Reading time: 5 minutes

Losing a close family member or relative can be a challenging time for your employees. Therefore, it is essential that you understand their rights to manage this process with tact and protect your ongoing relationship with your employees. Under New Zealand law, employees, whether permanent, part-time or casual, are entitled to take paid time off work when they suffer the loss of an immediate family member or close relative. However, they need to have worked for you for a certain period before they can take paid leave. If they do not meet these criteria, they can agree with you to take bereavement leave in advance or annual leave in place of it. This article will help you understand your employer obligations in regards to managing and paying your employees’ bereavement leave.

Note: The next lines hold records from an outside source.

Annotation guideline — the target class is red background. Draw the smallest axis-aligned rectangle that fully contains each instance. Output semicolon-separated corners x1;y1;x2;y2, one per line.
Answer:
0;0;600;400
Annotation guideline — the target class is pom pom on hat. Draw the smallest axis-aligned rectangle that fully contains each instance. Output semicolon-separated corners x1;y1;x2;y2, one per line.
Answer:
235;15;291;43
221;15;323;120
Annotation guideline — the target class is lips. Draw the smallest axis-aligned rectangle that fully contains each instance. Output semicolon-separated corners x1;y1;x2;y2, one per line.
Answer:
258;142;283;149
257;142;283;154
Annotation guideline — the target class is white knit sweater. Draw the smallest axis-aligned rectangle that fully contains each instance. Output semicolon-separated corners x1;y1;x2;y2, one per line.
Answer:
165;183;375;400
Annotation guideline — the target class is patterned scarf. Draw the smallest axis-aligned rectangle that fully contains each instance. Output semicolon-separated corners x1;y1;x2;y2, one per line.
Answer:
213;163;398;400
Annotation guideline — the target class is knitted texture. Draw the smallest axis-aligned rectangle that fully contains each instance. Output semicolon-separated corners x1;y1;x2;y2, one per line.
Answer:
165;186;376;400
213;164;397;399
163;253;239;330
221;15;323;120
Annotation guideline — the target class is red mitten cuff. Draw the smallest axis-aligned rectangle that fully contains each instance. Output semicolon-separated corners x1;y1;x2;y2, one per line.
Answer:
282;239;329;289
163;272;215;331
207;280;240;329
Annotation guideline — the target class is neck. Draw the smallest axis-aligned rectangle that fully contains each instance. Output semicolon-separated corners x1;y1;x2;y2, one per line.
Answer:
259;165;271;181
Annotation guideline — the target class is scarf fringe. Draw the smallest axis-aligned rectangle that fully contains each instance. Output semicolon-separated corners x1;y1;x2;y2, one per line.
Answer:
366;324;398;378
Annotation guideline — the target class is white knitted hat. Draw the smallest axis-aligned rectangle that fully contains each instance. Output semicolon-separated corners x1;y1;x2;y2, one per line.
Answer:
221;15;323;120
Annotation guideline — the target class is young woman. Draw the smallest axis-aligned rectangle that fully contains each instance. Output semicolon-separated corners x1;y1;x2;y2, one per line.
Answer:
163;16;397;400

What is Bereavement Leave?

Bereavement leave is a type of paid leave that your employees can use when someone in their family dies. If they meet certain eligibility criteria, they may be entitled to one to three days, or they can agree with you to use other forms of leave. 

Your Employer Obligations

After an employee has been working for you for six months, they’re entitled to three days’ bereavement leave every year on the death of their:

  • child;
  • grandchild;
  • grandparent;
  • parent;
  • partner;
  • partner’s parent; or
  • sibling.

For someone outside the immediate family, you can decide on a case-by-case basis at your discretion. It is common to offer one day leave in these cases. 

Who is Entitled to Bereavement Leave?

All your employees are entitled to bereavement leave, including casual workers if, after six months, they have worked: 

  • continuously for the six month period; or 
  • an average of at least 10 hours a week; and 
  • at least one hour in every week or 40 hours in every month.

You must allow your employees to take leave any time and for any purpose relating to death. For example, they do not have to use it straight away or on consecutive days.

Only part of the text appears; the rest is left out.